When it was light enough to use the binoculars he glassed the valley below (2).

To glass; este verbono existe. En español estamos más que habituados a esta costumbre de verbalizar sustantivos, costumbre que es conscientemente abusiva, a veces con cierto matiz de chanza. Además de que el inglés no se presta tanto a estas deformaciones, to glass suena bien, natural, y de cualquier forma es más práctico que decir “to look through glasses”. De la misma manera que este neologismo requiere imaginación, pero no una imaginación aumentativa, no la imaginación que agrega, que es un plus, como pueden ser la de Joyce o la de Carroll, sino una imaginación regresiva, previa a la realidad, algo similar pasa con la ficción de McCarthy en general. Un adjetivo que quizás le calce bien es el de visceral. Calificar la ficción de McCarthy como realista sería una disminución. Ella se refiere a algo más que la realidad, pero en dirección inversa a lo que tradicionalmente consideramos como ficción, como fantasía; reformulemos: se refiere a algo menos que la realidad. Se refiere a un estadio anterior o más real que la realidad. Si nos figuramos la realidad como un cuerpo desnudo, la ficción sería comúnmente el cuerpo emperifollado, saturado de ropa, y la ficción de McCarthy, sus músculos, sus nervios, su esqueleto.

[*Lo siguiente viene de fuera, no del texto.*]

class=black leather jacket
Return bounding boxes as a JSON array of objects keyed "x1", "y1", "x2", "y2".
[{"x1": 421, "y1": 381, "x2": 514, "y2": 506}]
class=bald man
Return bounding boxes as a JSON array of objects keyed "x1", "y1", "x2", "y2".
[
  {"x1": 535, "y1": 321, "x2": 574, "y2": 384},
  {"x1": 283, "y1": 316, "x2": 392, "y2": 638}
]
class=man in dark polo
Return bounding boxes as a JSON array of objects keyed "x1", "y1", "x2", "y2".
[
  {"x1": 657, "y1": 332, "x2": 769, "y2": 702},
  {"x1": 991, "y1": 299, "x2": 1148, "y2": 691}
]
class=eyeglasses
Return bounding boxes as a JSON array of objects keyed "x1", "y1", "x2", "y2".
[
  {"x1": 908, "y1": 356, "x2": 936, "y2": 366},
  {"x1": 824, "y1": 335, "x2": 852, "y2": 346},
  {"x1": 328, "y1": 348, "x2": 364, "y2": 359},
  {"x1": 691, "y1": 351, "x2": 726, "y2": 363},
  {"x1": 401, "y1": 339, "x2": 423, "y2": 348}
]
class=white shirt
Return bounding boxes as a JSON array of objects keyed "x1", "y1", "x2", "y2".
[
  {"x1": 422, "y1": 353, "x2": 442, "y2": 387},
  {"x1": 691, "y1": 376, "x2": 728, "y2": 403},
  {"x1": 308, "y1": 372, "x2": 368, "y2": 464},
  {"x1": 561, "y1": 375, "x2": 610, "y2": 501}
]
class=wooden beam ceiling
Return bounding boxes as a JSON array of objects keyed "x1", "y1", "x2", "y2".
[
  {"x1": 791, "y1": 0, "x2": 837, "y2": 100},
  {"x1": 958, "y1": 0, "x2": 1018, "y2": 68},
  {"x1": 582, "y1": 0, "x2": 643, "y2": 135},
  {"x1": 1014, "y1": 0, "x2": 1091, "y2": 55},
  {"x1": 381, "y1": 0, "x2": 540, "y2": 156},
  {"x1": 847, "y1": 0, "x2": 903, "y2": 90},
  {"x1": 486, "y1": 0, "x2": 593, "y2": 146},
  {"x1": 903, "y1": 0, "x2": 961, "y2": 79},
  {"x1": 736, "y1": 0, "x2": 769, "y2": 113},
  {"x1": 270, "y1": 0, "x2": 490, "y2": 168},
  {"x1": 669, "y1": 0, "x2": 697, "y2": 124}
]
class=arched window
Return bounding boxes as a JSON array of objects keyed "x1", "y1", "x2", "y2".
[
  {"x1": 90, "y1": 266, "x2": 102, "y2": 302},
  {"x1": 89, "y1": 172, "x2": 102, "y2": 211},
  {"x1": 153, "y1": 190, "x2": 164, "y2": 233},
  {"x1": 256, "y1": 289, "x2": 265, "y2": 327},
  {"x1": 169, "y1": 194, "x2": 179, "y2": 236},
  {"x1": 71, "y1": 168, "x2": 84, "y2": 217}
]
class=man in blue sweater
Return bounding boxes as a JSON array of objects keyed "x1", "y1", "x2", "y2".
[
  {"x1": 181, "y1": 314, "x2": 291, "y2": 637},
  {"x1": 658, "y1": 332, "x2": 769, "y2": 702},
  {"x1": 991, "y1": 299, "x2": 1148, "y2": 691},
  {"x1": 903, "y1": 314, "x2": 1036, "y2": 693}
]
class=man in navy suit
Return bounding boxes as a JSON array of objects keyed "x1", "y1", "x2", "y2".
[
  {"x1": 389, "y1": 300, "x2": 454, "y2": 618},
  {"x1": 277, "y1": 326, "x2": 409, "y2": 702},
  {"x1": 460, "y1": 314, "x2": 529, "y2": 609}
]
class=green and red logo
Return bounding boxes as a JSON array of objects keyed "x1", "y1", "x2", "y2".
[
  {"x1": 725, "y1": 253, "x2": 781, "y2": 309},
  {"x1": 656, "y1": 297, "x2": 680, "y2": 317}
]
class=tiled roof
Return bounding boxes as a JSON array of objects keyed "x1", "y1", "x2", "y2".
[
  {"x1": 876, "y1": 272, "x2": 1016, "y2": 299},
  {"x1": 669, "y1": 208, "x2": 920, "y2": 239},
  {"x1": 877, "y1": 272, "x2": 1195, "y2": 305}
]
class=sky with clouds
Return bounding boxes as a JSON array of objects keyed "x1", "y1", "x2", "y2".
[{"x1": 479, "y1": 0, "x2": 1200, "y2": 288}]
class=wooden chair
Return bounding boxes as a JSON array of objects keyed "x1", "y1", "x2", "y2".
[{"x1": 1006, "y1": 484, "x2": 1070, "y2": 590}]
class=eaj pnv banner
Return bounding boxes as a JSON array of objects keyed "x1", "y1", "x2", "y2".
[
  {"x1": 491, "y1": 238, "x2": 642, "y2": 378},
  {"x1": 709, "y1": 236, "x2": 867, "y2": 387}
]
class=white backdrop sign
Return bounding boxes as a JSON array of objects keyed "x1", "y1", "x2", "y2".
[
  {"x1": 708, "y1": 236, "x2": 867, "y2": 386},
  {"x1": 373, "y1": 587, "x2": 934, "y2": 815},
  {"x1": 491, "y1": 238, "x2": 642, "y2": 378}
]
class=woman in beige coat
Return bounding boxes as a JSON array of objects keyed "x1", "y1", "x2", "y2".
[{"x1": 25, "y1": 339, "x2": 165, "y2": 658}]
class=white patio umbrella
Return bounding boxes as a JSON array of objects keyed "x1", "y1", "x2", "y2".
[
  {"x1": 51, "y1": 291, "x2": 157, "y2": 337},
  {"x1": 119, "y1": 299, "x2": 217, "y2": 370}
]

Para presentir su visión de la literatura quizás ayude su afamada desestimación de escritores como Marcel Proust y Henry James, a quienes declara no entender porque “no tratan de cuestiones relativas a la vida o la muerte”. El juicio es como mínimo debatible, ya que se apoya en la menos defendible de las exigencias: la exigencia temática. Además, por lo vago y al mismo tiempo ubicuo de los conceptos que demanda de todo escritor, sería difícil si no imposible diferenciar aquél que los incluyera de aquél que no (de alguna rebuscada manera, se podría sostener que hasta Samuel Beckett, cuando presume de no tratar de nada, trata al fin y al cabo de la vida y la muerte). En todo caso, la frase sirve menos para pensar con McCarthy que para pensar en McCarthy, una especie de cruce entre Walt Whitman y la Revelación de Juan llevada a la ficción: poético, intransigente, visionario, visceral.